Question

How do you find all the solutions of the following equation in the interval $\left[ 0,2\pi \right]$ of $2{{\cos }^{2}}x-\cos x=0$?

Answer 1

This type of question is based on the concept of factorisation. First we have to simplify the given function by taking $\cos x$ common. Then, we get two functions multiplied together to form the given equation, that is, $\cos x\left( 2\cos x-1 \right)=0$ .thus, we get the factors of the equation. We then equate these factors to 0 and obtain the value of x using a trigonometric table which is the required answer.

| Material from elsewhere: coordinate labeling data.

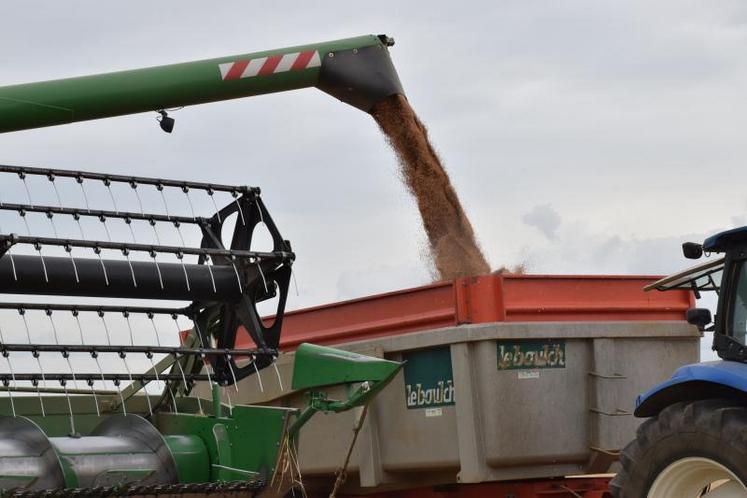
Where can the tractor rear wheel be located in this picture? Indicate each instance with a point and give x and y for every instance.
(690, 450)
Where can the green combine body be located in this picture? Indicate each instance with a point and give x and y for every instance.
(74, 432)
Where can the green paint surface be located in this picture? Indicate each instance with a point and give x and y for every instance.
(531, 354)
(48, 103)
(429, 380)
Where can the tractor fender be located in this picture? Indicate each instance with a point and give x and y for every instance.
(708, 380)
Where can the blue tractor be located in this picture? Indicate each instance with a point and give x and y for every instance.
(694, 441)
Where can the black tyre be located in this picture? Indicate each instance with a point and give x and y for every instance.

Complete step-by-step answer:
According to the question, we are asked to find solutions of x for the function $2{{\cos }^{2}}x-\cos x=0$ in the interval $\left[ 0,2\pi \right]$.
We have been given the equation is $2{{\cos }^{2}}x-\cos x=0$ --------(1)
We first have to simplify the given equation (1).
First, let us look for the common terms.
Here, we find $\cos x$ common.
Therefore, on taking $\cos x$ common from the equation (1), we get,
$\cos x\left( 2\cos x-1 \right)=0$
Here, $\cos x$ and $\left( 2\cos x-1 \right)$ are the factors of the given equation (1).
Since factors of the trigonometric equations are equal to 0, we get
$\cos x=0$ and $2\cos x-1=0$.
Let us now consider $2\cos x-1=0$. ---------(2)
Add 1 to both the sides of the equation (2).
We get,
$\Rightarrow \cos \left( \dfrac{\left( 2n+1 \right)\pi }{2} \right)=0\dfrac{1}{2}$
On further simplifications, we get,
$2\cos x=1$
Let us now divide the obtained expression by 2.
Therefore,
$\dfrac{2\cos x}{2}=\dfrac{1}{2}$
$\Rightarrow \cos x=\dfrac{1}{2}$
Here, we get cosx=0 and $\cos x=\dfrac{1}{2}$.
We know that $\cos \left( \dfrac{\pi }{2} \right)=0$, $\cos \left( \dfrac{3\pi }{2} \right)=0$, $\cos \left( \dfrac{5\pi }{2} \right)=0$ and so on.
From the above, we find a common pattern, that is, $\cos \left( \dfrac{\left( 2n+1 \right)\pi }{2} \right)=0$.
Here n=0,1,2,…..
Similarly, we know that $\cos \left( \dfrac{\pi }{6} \right)=\dfrac{1}{2}$, $\cos \left( \dfrac{7\pi }{6} \right)=\dfrac{1}{2}$, $\cos \left( \dfrac{13\pi }{6} \right)=\dfrac{1}{2}$ and so on.
From the above, we find a common pattern, that is, $\cos \left( n\pi +\dfrac{\pi }{6} \right)=0$.
Here n=0,1,2,…..
But we have been asked to find the value of x in the interval $\left[ 0,2\pi \right]$
Therefore, the values of x for cosx=0 in the interval $\left[ 0,2\pi \right]$ are $\dfrac{\pi }{2},\dfrac{3\pi }{2}$.
And the values of x for $\cos x=\dfrac{1}{2}$ in the interval $\left[ 0,2\pi \right]$ are $\dfrac{\pi }{6},\dfrac{7\pi }{6}$.
Hence, the values of x for the given equation $2{{\cos }^{2}}x-\cos x\left( 2\cos x-1 \right)=0$ in the interval $\left[ 0,2\pi \right]$ are $\dfrac{\pi }{6},\dfrac{\pi }{2},\dfrac{7\pi }{6}$ and $\dfrac{3\pi }{2}$.

Note: We can also solve this type of questions by substituting cosx=u. Then we get a quadratic equation with the variable ‘u’, that is, $2{{u}^{2}}-u=0$. Solve this equation by taking u common and we get $u\left( 2u-1 \right)=0$. Now find the values of u, that is 0 and $\dfrac{1}{2}$. And convert u as cosx and follow the above mentioned steps to get the final answer.